My question is, can you define charge without talking about electrons and protons? Thompson didn't know electrons existed, so it seems to me that he must've had some other working definition of charge in order to determine that electrons were negatively charged. What makes an object a cathode or an anode, without referring to protons and electrons? If that question doesn't make sense, is it possible to adapt it just for the sake of understanding the experiment?

  • $\begingroup$ No, he knew he was looking at electrons, even though the name hasn't been picked yet. Millikan's experiment tells us what the minimum amount of charge is, and electric fields will tell us which sign that charge is. The magnetic field tells us the mass from these, and just by comparing with ions of various types, it can be shown that the electron is a subatomic material that is way too light to be an ion. He thus knew he had a new thing. He even knew it was a particle, not a wave. His son later proved it was a wave too, though. $\endgroup$ Jul 20 at 2:39

1 Answer 1


. . . . . . without defining charge via electrons and protons?

At the time of his famous experiment in 1897 Thomson the idea of there being protons and electron did not exist.

The idea of positive and negative charge came from Benjamin Franklin to explain various (electrostatic) phenomena and with the names referring to a surplus of a "fluid", positive (charge) which was transferred between bodies and a lack of the fluid, negative (charge).

Later with the advent of discharge tube which had gas in then under very low pressure it was found that "something" started on the negative electrode cathode) , traveled in straight lines (a shadow could be produced) but could be deflected by a magnetic field, and caused fluorescence of glass and a phosphor.
Hence the name $cathode rays$, starting at the cathode and have light rays like properties in terms of the formation of shadows.

The two main theories current at time of Thomson was that the cathode rays were a new type of particle and that cathode rays were a new type of wave.

The deflection of the cathode rays by a magnetic field meant that once collected by a vessel connected to an electroscope it was shown that cathode rays were negative having the same charge as a glass rod has after it was rubbed with silk.

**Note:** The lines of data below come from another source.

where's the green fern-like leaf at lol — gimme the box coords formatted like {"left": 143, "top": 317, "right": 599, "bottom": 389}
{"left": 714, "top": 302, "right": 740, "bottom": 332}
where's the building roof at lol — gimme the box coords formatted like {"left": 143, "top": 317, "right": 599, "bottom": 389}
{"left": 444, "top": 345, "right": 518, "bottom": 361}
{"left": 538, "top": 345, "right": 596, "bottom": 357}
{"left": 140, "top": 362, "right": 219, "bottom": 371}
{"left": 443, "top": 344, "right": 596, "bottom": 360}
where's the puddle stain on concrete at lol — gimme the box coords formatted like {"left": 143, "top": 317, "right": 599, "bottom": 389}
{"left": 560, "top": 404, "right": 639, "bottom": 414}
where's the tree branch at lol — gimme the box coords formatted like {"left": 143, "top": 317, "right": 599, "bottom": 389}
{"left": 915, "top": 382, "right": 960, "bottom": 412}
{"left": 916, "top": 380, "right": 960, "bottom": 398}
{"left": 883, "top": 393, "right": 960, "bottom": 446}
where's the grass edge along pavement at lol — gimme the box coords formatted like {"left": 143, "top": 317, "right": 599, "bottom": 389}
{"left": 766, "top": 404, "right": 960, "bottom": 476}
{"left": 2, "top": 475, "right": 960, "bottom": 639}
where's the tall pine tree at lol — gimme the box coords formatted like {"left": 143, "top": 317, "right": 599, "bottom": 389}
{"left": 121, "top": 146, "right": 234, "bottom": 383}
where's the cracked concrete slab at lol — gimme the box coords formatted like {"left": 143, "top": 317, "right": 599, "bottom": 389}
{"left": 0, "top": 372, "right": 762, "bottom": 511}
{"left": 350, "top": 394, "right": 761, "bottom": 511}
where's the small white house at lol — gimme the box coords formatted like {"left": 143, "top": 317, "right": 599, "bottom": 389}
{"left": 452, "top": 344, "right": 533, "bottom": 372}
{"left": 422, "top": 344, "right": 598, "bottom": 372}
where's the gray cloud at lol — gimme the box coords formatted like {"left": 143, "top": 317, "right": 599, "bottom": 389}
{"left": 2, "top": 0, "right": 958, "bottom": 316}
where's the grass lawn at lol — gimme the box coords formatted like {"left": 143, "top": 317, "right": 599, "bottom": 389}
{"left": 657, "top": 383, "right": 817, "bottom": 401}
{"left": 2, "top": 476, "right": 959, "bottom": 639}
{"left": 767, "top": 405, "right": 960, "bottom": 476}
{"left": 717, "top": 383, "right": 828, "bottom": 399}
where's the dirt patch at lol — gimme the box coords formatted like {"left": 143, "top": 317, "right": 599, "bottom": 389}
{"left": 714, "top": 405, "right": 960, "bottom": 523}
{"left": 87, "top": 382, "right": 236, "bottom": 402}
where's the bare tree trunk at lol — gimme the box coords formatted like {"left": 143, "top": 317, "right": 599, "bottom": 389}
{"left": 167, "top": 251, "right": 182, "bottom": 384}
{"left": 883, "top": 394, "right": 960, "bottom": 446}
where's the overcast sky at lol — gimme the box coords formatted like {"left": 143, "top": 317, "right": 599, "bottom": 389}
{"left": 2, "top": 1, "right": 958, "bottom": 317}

Thomson was also able to deflect the cathode rays with an electric field and thus measured the mass to charge ratio of the cathode rays showing that as they had mass they must be particles.
Measuring the penetrating power of electrons lead Thomson to infer that the mass of a cathode rays particle was $1/1800$ the mass of the lightest atom, hydrogen.

The discovery of cathode rays and showing they were negative particle with a mass much smaller than that of atoms was a hint that atoms were not indivisible with one of the constituent parts the negatively charge electron.

He then proposed that the atom looked like a plum pudding and to explain the two types of static electricity it must contain as atoms are neutral, he suggested that the atom consisted of positive 'dough' with a lot of negative electrons stuck in it.
Please note no mention of protons which came with the experiments of Rutherford and others.